E&Y LLP intends to charge the Debtors for the services rendered
in these Chapter 11 cases based on its hourly rates for those
services:

            SOW #1- Business Tax Returns Preparation

   Title                                   Rate per Hour
   -----                                   -------------
   Partner, Principal and Director          $319 to $352
   Senior Manager, Manager                  $243 to 268

                     SOW #2 - Fresh-start

   Title                                   Rate per Hour
   -----                                   -------------
   Professional Practice Director Partner   $500 to $550
   Professional Practice Director Manager   $300 to $350
   Bankruptcy Subject Matter Professional
     (Partner)                              $375 to $400
     (Senior Manager)                       $295
   Partner, Principal and Director          $319 to $352
   Senior Manager, Manager                  $243 to $268
   Senior                                   $154 to $170
   Staff                                    $106 to $117

              Integrated Audit Engagement Letter

   Title                                   Rate per Hour
   -----                                   -------------
   Professional Practice Director Partner   $500 to $550
   Professional Practice Director Manager   $300 to $350
   Bankruptcy Subject Matter Professional
     (Partner)                              $375 to $400
     (Senior Manager)                       $295
   Partner, Principal and Director          $319 to $352
   Senior Manager, Manager                  $243 to $268
   Senior                                   $154 to $170
   Staff                                    $106 to $117

                   U.S. Plan Audit Engagement

   Title                                   Rate per Hour
   -----                                   -------------
   Partner, Principal and Director          $319 to $352
   Senior Manager, Manager                  $243 to $268
   Senior                                   $154 to $170
   Staff                                    $106 to $117

                   PR Plan Audit Engagement

   Title                                   Rate per Hour
   -----                                   -------------
   Partner, Principal and Director          $319 to $352
   Senior Manager, Manager                  $243 to $268
   Senior                                   $154 to $170
   Staff                                    $106 to $117

The Debtors will also reimburse E&Y for actual and necessary
expenses the firm incurs.

Brian T. Coughlin, a partner at E&Y LLP, discloses that his firm
is represented by Alston & Bird LLP in the Chapter 11 cases of
the Debtors and other bankruptcy cases.  E&Y LLP understands that
Alston & Bird anticipates that it may also be asked to appear on
behalf of a significant creditor in the Debtors' bankruptcy
cases.

Before the Petition Date, Ernst & Young Puerto Rico LLC and Ernst
& Young LLP (United Kingdom) provided services to the Debtors or
their non-debtor affiliates, according to Mr.

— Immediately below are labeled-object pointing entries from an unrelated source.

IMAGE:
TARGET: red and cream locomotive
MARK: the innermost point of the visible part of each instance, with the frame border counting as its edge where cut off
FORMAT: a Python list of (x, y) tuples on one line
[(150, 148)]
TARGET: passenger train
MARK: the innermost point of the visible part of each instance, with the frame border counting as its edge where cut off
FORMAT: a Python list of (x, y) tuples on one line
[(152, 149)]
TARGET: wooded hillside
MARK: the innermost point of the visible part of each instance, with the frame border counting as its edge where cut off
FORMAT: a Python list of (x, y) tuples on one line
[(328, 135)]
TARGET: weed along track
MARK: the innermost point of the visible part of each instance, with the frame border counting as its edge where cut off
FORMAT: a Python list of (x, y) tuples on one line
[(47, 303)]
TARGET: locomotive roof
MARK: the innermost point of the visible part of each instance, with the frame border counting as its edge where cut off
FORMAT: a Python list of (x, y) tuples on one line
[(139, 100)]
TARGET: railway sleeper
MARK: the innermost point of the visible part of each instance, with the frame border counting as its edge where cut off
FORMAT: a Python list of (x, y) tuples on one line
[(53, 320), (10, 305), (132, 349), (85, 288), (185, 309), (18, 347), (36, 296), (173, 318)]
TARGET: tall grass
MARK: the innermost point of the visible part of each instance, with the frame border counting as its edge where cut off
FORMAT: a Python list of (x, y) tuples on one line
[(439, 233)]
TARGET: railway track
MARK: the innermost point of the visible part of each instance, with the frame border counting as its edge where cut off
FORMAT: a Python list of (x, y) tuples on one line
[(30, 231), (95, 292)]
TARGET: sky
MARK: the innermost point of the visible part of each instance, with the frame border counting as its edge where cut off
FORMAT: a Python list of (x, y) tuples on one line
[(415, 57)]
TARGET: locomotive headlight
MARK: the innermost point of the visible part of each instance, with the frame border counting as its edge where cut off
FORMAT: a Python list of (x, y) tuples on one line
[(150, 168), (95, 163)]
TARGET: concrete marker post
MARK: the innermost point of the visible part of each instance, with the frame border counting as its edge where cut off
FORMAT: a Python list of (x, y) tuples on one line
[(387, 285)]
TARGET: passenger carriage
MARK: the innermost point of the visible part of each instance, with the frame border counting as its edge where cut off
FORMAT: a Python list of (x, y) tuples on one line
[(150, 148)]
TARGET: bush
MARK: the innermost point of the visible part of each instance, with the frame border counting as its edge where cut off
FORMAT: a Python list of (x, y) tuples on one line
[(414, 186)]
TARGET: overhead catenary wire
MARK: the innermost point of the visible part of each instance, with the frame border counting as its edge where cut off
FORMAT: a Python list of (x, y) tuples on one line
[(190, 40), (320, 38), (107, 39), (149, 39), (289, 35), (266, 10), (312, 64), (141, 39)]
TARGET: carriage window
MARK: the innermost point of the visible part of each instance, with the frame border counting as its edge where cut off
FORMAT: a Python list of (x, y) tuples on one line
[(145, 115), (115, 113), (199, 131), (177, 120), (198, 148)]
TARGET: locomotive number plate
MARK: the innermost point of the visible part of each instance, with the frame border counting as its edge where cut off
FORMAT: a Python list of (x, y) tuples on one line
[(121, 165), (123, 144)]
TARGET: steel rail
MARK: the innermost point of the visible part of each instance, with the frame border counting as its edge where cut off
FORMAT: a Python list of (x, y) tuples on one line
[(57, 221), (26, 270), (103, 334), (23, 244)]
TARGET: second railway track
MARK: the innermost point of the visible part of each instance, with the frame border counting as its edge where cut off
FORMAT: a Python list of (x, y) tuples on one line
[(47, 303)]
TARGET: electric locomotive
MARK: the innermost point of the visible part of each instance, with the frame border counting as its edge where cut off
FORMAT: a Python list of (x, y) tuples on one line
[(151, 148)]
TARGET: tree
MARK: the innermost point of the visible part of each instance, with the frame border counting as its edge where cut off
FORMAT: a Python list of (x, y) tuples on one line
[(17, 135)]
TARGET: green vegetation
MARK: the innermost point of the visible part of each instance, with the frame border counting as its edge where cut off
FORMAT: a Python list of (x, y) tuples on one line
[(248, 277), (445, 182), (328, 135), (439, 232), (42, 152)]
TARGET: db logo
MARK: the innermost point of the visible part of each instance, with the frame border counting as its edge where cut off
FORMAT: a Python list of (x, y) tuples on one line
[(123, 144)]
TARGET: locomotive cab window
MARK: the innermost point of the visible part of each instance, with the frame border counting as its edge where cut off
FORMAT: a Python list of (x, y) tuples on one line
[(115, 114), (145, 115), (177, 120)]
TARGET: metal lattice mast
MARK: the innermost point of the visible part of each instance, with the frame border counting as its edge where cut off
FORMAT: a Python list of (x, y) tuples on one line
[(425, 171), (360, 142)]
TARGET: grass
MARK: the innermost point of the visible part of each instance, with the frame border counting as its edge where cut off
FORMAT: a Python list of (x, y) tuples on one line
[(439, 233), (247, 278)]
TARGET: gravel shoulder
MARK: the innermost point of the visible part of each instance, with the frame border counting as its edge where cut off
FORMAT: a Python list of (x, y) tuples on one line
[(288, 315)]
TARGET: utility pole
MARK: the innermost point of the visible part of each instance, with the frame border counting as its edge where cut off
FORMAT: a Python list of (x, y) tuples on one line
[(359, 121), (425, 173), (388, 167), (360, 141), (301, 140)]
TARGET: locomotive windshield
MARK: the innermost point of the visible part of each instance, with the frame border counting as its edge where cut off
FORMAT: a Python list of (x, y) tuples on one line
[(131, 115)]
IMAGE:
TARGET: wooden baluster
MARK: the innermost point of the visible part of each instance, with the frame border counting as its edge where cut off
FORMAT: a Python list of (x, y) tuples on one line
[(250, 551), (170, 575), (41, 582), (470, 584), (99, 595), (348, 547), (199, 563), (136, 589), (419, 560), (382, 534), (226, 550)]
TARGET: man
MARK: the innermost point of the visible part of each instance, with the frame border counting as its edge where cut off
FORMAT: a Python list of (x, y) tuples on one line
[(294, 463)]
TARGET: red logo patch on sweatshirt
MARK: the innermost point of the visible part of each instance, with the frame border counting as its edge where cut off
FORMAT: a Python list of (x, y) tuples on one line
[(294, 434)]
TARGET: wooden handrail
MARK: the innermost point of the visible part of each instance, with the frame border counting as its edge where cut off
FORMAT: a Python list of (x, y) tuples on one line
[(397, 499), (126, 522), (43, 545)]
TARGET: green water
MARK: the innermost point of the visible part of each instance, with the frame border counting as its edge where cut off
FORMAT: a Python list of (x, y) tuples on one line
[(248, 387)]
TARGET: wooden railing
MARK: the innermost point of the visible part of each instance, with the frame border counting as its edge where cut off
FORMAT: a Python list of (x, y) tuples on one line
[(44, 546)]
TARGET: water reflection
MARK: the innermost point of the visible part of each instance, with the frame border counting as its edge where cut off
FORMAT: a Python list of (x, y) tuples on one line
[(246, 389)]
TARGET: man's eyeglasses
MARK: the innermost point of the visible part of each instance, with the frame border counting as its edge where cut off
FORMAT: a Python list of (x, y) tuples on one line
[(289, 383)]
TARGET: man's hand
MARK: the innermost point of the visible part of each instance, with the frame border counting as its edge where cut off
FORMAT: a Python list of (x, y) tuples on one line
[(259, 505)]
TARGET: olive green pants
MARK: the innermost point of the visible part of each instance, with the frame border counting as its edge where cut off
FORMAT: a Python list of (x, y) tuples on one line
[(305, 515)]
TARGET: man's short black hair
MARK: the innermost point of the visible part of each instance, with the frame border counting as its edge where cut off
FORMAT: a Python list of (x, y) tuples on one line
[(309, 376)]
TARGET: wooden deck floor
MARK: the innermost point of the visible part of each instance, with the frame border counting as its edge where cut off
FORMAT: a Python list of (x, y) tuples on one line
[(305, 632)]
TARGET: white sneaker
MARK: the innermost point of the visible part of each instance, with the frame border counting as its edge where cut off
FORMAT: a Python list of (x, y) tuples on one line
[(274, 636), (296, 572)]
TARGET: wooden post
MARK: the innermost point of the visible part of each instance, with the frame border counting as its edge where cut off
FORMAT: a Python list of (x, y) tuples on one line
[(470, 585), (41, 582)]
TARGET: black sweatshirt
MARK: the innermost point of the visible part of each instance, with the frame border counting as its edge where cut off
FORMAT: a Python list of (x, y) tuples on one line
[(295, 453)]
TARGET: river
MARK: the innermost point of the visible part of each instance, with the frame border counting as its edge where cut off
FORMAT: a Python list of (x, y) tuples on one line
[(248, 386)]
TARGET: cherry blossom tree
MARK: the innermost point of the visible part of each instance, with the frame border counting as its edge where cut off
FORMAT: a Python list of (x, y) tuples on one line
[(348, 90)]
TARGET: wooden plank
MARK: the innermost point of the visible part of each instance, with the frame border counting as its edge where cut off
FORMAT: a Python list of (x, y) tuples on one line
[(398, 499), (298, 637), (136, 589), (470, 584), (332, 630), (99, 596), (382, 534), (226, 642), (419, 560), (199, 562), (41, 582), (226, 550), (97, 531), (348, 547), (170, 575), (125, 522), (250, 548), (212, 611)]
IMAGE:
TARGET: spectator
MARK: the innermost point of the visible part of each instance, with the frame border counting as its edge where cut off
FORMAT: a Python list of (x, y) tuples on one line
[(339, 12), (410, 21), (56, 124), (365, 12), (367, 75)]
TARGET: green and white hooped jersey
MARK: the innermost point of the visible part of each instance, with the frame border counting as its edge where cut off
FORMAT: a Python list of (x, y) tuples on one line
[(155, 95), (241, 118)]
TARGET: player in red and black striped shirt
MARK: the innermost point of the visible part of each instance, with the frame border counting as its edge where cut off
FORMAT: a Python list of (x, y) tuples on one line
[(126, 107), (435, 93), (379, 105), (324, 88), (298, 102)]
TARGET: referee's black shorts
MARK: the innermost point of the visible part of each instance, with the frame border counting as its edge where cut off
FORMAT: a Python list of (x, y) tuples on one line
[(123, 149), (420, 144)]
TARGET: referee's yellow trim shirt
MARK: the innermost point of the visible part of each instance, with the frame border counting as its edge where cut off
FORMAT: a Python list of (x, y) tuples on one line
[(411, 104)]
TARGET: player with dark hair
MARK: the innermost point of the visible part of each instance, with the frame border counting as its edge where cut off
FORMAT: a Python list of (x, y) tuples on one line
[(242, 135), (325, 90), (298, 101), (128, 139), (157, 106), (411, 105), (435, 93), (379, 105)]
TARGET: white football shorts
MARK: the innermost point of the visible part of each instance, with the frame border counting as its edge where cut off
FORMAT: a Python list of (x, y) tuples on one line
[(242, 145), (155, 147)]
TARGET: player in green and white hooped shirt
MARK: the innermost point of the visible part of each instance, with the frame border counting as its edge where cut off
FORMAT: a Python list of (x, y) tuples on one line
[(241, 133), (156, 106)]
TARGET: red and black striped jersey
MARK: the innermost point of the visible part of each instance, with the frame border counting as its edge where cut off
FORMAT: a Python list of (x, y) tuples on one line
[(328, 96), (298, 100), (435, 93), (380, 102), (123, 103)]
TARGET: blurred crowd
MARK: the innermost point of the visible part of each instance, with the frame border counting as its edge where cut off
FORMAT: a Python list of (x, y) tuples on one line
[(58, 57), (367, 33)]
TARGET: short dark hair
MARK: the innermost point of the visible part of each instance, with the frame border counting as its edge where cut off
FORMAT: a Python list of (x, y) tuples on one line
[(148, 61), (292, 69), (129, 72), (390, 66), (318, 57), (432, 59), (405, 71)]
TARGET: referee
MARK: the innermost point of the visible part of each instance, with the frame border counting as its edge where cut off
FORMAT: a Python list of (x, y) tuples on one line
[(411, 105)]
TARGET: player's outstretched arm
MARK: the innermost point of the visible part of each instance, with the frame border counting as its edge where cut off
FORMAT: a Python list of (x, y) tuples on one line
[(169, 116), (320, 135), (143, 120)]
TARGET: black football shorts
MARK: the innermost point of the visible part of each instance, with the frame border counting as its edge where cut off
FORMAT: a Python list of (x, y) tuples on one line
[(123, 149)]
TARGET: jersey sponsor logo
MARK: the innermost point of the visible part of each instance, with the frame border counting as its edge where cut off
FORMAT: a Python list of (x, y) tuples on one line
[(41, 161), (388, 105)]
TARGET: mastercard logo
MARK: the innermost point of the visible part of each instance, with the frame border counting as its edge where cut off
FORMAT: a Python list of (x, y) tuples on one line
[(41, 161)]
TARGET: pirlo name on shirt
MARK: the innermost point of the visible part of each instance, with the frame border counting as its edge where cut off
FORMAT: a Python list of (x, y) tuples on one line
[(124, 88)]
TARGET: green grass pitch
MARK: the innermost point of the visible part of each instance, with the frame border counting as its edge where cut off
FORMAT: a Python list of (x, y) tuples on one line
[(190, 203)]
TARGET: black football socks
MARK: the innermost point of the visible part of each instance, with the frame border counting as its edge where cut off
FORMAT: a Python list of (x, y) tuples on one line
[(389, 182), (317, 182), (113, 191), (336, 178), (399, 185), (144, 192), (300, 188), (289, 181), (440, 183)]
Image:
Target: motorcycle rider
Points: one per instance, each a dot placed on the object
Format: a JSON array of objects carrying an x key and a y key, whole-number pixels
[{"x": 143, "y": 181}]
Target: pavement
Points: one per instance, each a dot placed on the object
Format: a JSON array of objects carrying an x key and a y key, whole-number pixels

Coughlin.  Ernst &
Young (Malaysia) and Ernst & Young LLP (United Kingdom) will not
be providing services to the Debtors or their non-debtor
affiliates during these bankruptcy cases, he tells the Court.

After the Petition Date, E&Y LLP utilized a global services
center operated by Ernst & Young Private Ltd. or EYPL, and EYGBS
(India) Private Ltd. for certain services provided to the
Debtors.  The Debtors will not be required to pay for those
minimal postpetition Services provided by E&Y GTC, and E&Y LLP
will not be utilizing E&Y GTC in support of services in the
Debtors' bankruptcy cases going forward, Mr. Coughlin says.

E&Y LLP also intends to subcontract with its affiliate, Ernst &
Young Puerto Rico LLC, in connection with Services under the
Integrated Audit Engagement Letter and SOW #1.  E&Y LLP intends
to charge the Debtors for the hourly fees and the expenses
incurred for services performed by E&Y PR.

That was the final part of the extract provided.